Business & Economy

LA's new incentives for developers to build more affordable housing might be working

A Westlake project for formerly homeless individuals, as depicted in this artist drawing, will make use of new incentives offered by the city of Los Angeles to build affordable housing.
A Westlake project for formerly homeless individuals, as depicted in this artist drawing, will make use of new incentives offered by the city of Los Angeles to build affordable housing.
KTGY Architecture

Listen to story

00:57
Download this story 0.0MB

Los Angeles has been trying for years to entice developers into building housing for low-income residents but it's been a tough sell because these units offer less return than market-rate ones.

Now the city is trying out new, more generous incentives for residential projects built near mass transit — and they're attracting interest.

Nineteen project applications have been submitted to the city since the incentive program began in late September.

Developers who add more low-income housing to their projects will be able to put up more units than current zoning allows and reduce the amount of required parking. To qualify for the incentives, projects have to be within half a mile of public transportation. 

"The thinking behind that was to try to focus new growth near where infrastructure’s being provided, near our major transit stations in the city," said Ken Bernstein, the city's principal planner.

In creating the program, the city is implementing a part of Measure JJJ, a ballot measure approved by voters last November.

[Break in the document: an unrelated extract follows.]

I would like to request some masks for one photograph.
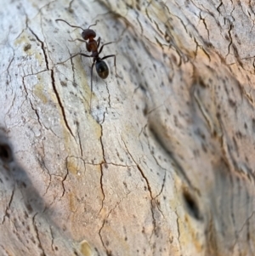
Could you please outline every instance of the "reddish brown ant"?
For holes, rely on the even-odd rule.
[[[91,26],[97,25],[97,21],[96,21],[95,24],[90,25],[88,27],[88,29],[83,29],[81,26],[70,25],[67,21],[65,21],[64,20],[61,20],[61,19],[55,20],[55,21],[59,21],[59,20],[65,22],[67,25],[69,25],[71,27],[76,27],[76,28],[80,28],[80,29],[82,30],[82,37],[84,40],[76,38],[76,39],[72,40],[72,41],[78,40],[78,41],[85,43],[86,43],[86,48],[87,48],[88,52],[91,52],[91,55],[87,55],[87,54],[82,54],[82,53],[76,54],[71,56],[70,58],[68,58],[67,60],[65,60],[65,61],[59,62],[58,64],[65,63],[68,60],[72,59],[72,58],[74,58],[77,55],[82,55],[82,56],[88,57],[88,58],[91,58],[91,57],[94,58],[92,67],[91,67],[91,94],[90,94],[90,108],[91,108],[91,97],[92,97],[92,92],[93,92],[92,75],[93,75],[93,68],[94,68],[94,64],[95,64],[95,66],[96,66],[96,71],[97,71],[98,75],[102,79],[105,79],[109,75],[109,68],[108,68],[106,63],[103,60],[110,58],[110,57],[114,57],[115,71],[116,71],[116,76],[119,77],[117,72],[116,72],[116,55],[115,54],[110,54],[110,55],[106,55],[103,58],[99,57],[99,54],[102,52],[104,46],[107,45],[107,44],[110,44],[110,43],[115,43],[115,42],[110,42],[110,43],[103,43],[101,45],[100,49],[99,50],[101,38],[100,38],[100,37],[99,37],[97,41],[95,41],[94,37],[97,36],[96,32],[94,30],[90,29]],[[88,40],[88,42],[87,42]]]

The measure, initiated by affordable housing advocates and labor unions, was best-known for requiring developers who need land use changes to build a certain amount of low-income housing —and pay union-level wages to workers. But the measure also created a new set of incentives to encourage the construction of subsidized housing near transit.

Among the applicants for the new incentives is Aedis Real Estate Group, which is building a Westlake development made of repurposed shipping containers for the formerly homeless. Architect Keith Labus of KTGY Architecture + Planning said the new incentives have allowed the Hope on Alvarado project to grow from 64 to 84 units.

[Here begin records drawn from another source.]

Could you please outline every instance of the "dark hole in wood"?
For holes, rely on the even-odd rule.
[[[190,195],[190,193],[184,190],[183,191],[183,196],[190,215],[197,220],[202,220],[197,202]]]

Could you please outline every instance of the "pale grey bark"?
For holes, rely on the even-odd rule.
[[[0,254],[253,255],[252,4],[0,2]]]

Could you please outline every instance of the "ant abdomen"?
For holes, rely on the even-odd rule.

"Any time a developer can get more density and spread the cost of the land out over more units, that’s a win-win for them," Labus asid. He expects the apartment project of  one-bedroom and studio units to break ground by early next year. 

Another company among the first to apply for the incentives is LINC Housing Corp., which specializes in affordable housing. It's seeking to demolish an auto shop in South Los Angeles so it can build a 51-unit apartment building with all but the manager's unit set aside for extremely low-income tenants. 

The project is welcomed by housing advocate Joe Donlin of the South L.A.-based Strategic Actions for a Just Economy. The group was part of the ACT-LA coalition that supported the new transit-oriented incentives in Measure JJJ.

Donlin's group is concerned about new development forcing out or pricing out existing renters, but he said the new incentives encourage "development without displacement."

"What's really thoughtful about (Measure) JJJ is it requires deep levels of affordable housing and it also requires any project that demolishes existing housing to replace them," Donlin said. 

City Controller Ron Galperin, meanwhile, is taking a wait-and-see approach regarding the new incentives. 

"It takes time to see what the ultimate impacts are," Galperin said. "I would certainly hope that it will help create more housing and more affordable housing along transit corridors."

Galperin has been critical in the past of the effectiveness of affordable housing incentives.

The city currently has a so-called "density bonus" aimed at getting market-rate developers to build more affordable units. But an audit by Galperin's office found that market-rate developers using the density bonus only contributed 7 percent of the affordable units added between 2008 and 2014. The remainder were built in housing complexes entirely comprised of affordable units. 

Bernstein of the city's planning department said in comparison, the new transit-oriented incentives should be more attractive to developers even though the requirements for affordable housing are about 35 percent higher than what's mandated under the density bonus.  

"Although the developer will have to set aside more of a percentage for affordable housing, the incentives are correspondingly more robust," Bernstein said. 

The new incentive program will last for 10 years but after that, the city council can choose to extend it. 

Aside from using the density bonus and the new incentive program to jumpstart affordable housing construction, the city is looking for new ways to fund subsidized units. In the coming weeks, the City Council is expected to vote on a so-called linkage fee which would require developers to pay into an affordable housing fund.